Some sawn-in-half lenses, an article about the Technisches Museum in Berlin:

Thought you might get a kick out of this...

Blog Article here.


----------



## Yahoozy (Jul 11, 2008)

oh dear god i didnt know lenses were nearly this complicated-looking hahah


----------



## lostprophet (Jul 11, 2008)

Love lenses like that, one of the best things about Nikon UK is their collection of lenses and cameras that have been cut. Also there was the F4 they had on an A0 board that had been taken apart and every little part was stuck to the board.

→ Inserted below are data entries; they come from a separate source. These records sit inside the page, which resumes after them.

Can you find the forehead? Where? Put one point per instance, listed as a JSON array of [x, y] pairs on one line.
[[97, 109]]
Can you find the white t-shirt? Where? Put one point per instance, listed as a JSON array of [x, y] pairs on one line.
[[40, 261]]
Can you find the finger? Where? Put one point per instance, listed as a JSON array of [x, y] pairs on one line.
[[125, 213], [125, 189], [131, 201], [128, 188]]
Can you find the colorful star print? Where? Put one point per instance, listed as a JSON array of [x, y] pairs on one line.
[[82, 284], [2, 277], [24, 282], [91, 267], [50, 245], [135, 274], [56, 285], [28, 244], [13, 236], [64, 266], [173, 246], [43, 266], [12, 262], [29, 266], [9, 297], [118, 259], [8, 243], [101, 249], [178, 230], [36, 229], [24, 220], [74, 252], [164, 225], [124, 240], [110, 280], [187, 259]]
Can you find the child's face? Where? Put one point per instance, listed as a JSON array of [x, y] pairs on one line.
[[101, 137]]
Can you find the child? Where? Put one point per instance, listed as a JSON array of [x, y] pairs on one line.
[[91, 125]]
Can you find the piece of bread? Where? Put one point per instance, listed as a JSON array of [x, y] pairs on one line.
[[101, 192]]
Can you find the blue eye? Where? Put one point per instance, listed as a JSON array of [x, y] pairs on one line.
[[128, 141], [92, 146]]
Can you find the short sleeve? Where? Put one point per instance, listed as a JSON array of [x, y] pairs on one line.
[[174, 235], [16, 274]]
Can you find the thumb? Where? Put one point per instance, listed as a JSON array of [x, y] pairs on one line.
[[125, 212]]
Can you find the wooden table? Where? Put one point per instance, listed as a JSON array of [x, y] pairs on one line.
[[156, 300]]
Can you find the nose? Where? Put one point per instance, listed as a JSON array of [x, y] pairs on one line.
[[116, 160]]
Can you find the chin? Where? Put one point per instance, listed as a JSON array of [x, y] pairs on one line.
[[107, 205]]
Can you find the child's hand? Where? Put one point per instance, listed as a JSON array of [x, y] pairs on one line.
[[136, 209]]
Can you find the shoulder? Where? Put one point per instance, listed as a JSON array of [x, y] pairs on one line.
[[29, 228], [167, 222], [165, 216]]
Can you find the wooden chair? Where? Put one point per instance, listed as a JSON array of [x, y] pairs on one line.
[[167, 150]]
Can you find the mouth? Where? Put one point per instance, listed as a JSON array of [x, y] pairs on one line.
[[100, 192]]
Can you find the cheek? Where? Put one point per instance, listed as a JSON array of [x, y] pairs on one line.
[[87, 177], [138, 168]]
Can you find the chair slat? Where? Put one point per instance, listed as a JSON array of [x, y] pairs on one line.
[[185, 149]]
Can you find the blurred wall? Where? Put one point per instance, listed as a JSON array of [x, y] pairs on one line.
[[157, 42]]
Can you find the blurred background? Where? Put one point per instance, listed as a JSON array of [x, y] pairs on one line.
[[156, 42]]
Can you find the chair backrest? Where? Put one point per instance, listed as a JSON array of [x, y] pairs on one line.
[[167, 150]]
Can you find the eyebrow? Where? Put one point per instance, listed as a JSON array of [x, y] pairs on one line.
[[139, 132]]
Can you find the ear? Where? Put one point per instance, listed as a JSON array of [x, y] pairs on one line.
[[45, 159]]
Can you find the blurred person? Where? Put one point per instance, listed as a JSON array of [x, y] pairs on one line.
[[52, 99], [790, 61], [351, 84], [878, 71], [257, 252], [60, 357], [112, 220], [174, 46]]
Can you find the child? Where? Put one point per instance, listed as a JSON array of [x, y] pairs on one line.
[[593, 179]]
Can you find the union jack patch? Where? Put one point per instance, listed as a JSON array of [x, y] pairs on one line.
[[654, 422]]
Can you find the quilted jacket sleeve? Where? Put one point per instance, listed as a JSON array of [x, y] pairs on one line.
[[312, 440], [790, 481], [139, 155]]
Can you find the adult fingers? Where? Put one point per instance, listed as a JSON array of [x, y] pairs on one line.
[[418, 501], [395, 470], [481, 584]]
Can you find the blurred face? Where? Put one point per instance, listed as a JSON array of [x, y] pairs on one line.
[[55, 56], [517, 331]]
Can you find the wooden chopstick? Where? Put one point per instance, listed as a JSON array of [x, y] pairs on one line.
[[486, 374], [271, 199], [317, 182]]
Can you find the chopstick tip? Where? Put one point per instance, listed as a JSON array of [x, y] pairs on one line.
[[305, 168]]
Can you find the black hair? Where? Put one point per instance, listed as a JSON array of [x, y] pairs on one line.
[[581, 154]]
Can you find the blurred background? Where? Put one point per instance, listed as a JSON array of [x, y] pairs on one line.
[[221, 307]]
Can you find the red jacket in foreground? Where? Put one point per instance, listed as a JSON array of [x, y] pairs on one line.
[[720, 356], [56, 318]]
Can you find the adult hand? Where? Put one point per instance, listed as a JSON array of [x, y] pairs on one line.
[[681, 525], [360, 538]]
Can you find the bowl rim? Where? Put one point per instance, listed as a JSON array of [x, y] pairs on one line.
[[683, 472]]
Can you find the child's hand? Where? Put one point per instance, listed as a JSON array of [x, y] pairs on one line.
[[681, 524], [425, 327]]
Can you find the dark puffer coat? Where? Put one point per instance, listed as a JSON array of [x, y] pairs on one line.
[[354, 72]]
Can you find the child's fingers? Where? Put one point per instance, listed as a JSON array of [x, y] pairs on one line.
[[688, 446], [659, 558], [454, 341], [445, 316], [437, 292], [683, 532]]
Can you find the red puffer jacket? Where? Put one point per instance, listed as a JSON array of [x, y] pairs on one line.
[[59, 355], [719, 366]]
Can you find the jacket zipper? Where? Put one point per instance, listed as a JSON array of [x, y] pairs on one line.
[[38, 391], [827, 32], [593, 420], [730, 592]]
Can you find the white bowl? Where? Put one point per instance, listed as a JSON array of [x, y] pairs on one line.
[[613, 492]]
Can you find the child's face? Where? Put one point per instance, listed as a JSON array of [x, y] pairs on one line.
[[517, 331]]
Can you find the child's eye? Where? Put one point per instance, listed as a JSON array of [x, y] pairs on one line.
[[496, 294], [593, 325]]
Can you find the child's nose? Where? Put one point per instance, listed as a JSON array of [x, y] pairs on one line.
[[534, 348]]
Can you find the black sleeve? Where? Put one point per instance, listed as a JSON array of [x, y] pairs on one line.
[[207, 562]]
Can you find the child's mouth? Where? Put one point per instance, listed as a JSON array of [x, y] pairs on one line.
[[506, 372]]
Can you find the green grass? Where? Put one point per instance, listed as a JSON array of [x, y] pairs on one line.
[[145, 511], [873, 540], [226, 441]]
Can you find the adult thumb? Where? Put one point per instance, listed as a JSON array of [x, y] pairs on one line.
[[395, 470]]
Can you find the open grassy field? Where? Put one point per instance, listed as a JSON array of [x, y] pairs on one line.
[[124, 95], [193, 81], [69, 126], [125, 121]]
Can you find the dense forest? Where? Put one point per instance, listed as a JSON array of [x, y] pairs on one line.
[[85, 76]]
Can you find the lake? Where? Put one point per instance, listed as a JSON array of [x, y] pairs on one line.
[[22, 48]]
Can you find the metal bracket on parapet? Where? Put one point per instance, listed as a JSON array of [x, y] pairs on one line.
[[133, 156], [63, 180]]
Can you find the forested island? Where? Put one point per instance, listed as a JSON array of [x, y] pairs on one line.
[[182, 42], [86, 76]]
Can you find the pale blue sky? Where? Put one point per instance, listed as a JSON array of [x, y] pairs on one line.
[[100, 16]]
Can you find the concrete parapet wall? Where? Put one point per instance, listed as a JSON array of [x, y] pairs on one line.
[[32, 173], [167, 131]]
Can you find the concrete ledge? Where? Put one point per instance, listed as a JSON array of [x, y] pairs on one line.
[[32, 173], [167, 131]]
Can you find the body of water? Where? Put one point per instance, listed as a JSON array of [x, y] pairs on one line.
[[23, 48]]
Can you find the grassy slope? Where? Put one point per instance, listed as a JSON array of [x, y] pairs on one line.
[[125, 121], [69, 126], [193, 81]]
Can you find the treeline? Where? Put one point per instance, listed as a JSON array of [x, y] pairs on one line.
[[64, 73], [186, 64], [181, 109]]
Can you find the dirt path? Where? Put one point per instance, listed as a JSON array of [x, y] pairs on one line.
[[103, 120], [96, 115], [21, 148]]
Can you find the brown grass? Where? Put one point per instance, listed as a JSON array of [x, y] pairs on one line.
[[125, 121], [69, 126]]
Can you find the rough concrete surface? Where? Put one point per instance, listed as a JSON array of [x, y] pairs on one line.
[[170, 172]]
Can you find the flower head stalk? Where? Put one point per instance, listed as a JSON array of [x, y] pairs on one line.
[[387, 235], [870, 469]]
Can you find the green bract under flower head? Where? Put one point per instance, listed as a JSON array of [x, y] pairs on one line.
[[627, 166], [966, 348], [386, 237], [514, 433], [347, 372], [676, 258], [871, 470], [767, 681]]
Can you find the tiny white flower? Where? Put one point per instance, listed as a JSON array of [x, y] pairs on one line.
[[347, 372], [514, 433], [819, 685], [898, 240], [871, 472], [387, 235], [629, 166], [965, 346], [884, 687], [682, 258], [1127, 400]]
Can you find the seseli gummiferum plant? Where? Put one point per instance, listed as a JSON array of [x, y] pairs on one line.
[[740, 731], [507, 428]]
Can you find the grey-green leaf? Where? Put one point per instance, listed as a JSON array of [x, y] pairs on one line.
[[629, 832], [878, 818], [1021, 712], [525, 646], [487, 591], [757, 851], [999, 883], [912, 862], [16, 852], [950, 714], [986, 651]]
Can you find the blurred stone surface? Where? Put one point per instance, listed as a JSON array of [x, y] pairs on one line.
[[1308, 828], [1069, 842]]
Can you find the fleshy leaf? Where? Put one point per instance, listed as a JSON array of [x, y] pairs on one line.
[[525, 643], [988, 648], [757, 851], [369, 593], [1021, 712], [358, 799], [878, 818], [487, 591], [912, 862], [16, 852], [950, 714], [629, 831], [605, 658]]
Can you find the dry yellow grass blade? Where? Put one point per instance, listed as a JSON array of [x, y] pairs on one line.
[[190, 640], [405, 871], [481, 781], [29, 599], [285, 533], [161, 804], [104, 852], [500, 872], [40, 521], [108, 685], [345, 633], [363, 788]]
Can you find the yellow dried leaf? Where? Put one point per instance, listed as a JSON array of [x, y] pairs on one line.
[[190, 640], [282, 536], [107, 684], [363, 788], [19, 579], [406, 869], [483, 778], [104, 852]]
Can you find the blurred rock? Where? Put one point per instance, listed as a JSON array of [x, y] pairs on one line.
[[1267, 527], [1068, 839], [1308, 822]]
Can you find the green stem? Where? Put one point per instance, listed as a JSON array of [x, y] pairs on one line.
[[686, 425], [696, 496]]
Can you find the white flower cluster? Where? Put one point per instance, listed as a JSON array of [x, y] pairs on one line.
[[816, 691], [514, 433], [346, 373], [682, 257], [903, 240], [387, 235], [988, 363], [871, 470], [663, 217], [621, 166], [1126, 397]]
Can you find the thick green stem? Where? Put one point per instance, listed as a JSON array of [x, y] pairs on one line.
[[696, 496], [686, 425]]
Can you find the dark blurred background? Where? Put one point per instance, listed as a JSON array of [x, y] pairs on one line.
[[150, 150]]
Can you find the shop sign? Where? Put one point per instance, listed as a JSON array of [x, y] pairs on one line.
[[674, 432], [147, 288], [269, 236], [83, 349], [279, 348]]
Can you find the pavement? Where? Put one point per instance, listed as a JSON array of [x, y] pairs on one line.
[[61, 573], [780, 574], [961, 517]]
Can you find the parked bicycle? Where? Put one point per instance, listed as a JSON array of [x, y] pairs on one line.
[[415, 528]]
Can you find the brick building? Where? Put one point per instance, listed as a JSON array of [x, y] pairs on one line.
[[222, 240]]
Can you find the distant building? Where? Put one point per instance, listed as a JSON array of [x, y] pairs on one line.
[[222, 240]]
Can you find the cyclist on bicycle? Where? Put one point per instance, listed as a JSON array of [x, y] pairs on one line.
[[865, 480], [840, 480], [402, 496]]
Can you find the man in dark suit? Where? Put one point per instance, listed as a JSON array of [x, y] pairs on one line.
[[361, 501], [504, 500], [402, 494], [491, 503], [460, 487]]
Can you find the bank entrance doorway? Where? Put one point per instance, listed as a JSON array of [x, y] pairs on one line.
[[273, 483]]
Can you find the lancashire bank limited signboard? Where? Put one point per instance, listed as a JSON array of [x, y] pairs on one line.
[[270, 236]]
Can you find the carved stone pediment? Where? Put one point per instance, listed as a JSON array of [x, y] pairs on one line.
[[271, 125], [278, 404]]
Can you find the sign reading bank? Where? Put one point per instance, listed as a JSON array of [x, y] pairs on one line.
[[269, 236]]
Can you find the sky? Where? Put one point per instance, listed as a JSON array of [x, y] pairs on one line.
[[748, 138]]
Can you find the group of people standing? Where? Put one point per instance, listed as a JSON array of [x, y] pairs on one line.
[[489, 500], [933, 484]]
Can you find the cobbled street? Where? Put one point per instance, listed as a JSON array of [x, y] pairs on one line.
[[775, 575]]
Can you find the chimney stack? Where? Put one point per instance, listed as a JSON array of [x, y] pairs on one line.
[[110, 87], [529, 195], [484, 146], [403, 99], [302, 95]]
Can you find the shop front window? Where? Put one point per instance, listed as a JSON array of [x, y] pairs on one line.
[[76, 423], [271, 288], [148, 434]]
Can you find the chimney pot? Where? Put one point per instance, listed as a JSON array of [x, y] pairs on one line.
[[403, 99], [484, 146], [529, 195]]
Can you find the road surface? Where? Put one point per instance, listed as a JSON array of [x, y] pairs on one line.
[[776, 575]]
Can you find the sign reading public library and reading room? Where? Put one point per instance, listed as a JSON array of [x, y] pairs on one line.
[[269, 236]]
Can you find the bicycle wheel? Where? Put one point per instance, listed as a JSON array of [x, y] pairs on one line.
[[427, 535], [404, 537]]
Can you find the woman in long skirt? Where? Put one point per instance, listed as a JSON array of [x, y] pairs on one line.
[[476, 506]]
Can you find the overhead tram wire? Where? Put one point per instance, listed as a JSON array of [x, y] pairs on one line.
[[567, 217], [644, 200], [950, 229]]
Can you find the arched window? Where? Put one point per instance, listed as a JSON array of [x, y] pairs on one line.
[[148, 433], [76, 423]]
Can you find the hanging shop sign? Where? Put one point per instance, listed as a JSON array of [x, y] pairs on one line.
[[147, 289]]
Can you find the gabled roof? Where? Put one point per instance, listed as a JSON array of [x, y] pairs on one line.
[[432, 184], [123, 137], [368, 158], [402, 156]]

I have a pair of Swarovski EL Binoculars that have been cut, maybe I'll take a pic of them later


----------



## Steph (Jul 11, 2008)

Just out of curiosity, do you know what lenses they are?


----------



## Overread (Jul 11, 2008)

Nice!
Be interesting to see some of the dials turned on the lens so as to see the moving parts stick out of the plane.


----------



## lostprophet (Jul 11, 2008)

first ones looks like the Leica Tri-Elmar


----------



## usayit (Jul 11, 2008)

yes it is... (focusing tab and you can barely read RI-ELMAR on the lens ring)

I get mine back today (hopefully)... took a bad fall (butter-fingers!) and focusing ring became extremely stiff.  Its complex enough that Leica, NJ refused to even look at it....


I like the photo of the 1930s bessa leaf-shutter mechanism..... just imagine the skill required to build such mechanical wonders.


----------



## Helen B (Jul 11, 2008)

Yes, it's the second version of the first Tri-Elmar - the 28-35-50 - which is now out of production. It's in the 35 mm position. The only current Tri-Elmar is the 16-18-21.

Best,
Helen


----------



## lostprophet (Jul 11, 2008)

usayit said:


> Its complex enough that Leica, NJ refused to even look at it....



thats nothing, Leica UK have to send most binocular repairs to Germany


----------



## usayit (Jul 11, 2008)

Do they repair anything at Leica, UK?  I've heard a lot of stuff gets sent out.  Leica, NJ has been working on improving their service.  

In other news... My Tri-Elmar is back in full working condition and the focus is buttery smooth once again.   It took over 5 months to have it sent to Germany, reject their quote, and send it back.  It took the local repair shop 1 week and 1/2 Leica, Germany's quoted price to bring it back to life.  The repair guy smirked and said in his broken english "don't drop... rare, expensive, heavy lens".  I laughed and said you betcha!  He loved my Epson R-D1 that I brought along for a test.... spent about 15-20 mins explaining to him the wonderful digital tool we all know as the "Histogram".  (there's something "grandfatherish" about him.. heheh lol)

Looking at the picture above, I can see how just one off-part by a hair can cause a world of trouble...


----------